Was bisher nur Gerüchte waren, scheint sich zu bewahrheiten. Immer wieder wurden Vermutungen laut, dass Amazon gut laufende Produkte von seinen Händlern in das eigene Sortiment integriert und so sich einen Teil vom Kuchen sichern will. Die Vorwürfe wiegen schwer, sollen nun aber angeblich bewiesen sein.

Die Repricing-Spezialisten von UpstreamCommerce aus den USA haben in einer Analyse rund 900 Produkte von Amazon-Marketplace-Händlern beobachtet. Dabei haben sie versucht festzustellen, ob der Online-Riese diese in das eigene Sortiment übernimmt. Das Ergebnis: Der UpstreamCommerce will festgestellt haben, dass 25 Prozent der anfangs durch Dritthändler gelisteten Top-Seller-Produkte innerhalb von nur drei Monaten bei Amazon im Sortiment auftauchten. Zufälle? Wohl kaum. Gegenüber Forbes.com erklärt Amos Peleg, CEO und Mitgründer von UpstreamCommerce, dass es sich ihrer Meinung nach, um mehr als einen Zufall handelt. „Die Zahlen sind extrem signifikant – und gewöhnliche Geschäftspraktiken reichen für eine Erklärung nicht aus.“

Und dass Amazon die Ressourcen dafür hat, kann niemand in Frage stellen. Wer, wenn nicht Amazon, kann so einfach Benchmarks für einzelne Sortimente erheben und herausfinden, welche Produkte sich am besten verkaufen? Und auch im Bereich Nachfrage kann Amazon durch die vorhandenen Daten bei weitem bessere Vorhersagen treffen als ein einfacher Händler, schätzt iBusiness.de.

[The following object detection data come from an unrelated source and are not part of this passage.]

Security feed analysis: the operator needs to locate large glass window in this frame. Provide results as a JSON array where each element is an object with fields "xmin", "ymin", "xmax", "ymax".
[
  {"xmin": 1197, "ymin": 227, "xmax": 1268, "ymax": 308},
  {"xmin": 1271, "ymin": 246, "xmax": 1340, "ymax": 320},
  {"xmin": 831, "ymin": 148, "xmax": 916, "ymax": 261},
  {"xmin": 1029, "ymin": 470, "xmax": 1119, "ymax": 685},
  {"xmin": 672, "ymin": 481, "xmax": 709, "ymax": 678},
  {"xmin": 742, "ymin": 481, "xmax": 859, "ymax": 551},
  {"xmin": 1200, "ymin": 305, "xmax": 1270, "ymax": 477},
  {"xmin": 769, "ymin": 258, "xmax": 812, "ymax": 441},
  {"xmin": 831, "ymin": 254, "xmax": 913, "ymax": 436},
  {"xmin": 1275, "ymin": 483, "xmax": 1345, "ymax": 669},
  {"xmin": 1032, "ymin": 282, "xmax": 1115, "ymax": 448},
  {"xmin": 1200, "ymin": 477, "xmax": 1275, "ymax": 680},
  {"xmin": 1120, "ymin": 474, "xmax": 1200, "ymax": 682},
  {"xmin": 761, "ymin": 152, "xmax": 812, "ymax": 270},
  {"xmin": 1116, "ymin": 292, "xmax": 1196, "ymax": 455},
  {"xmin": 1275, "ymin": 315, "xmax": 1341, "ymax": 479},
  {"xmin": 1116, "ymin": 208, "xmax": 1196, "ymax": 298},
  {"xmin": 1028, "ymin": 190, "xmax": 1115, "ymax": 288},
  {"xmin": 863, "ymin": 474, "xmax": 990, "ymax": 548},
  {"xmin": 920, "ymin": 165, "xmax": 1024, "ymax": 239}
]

Stellt sich die Frage, ob Amazons Verhalten rechtlich zu beanstanden ist. Rechtsexpertin Yvonne Gasch schätzt das Verhalten wie folgt ein:

Das Besondere an dieser Konstellation ist, dass Amazon – anders als andere Plattformen wie Ebay, die nicht selbst als Verkäufer tätig sind - mit seinen Marktplatz-Händlern in direktem Wettbewerb steht. Indem Amazon die gut laufenden Produkte seiner Händler selbst (zu günstigerenKonditionen) übernimmt, findet zwar eine Art Verdrängung statt. Ein Recht auf den alleinigen Vertreib haben aber die wenigsten Händler.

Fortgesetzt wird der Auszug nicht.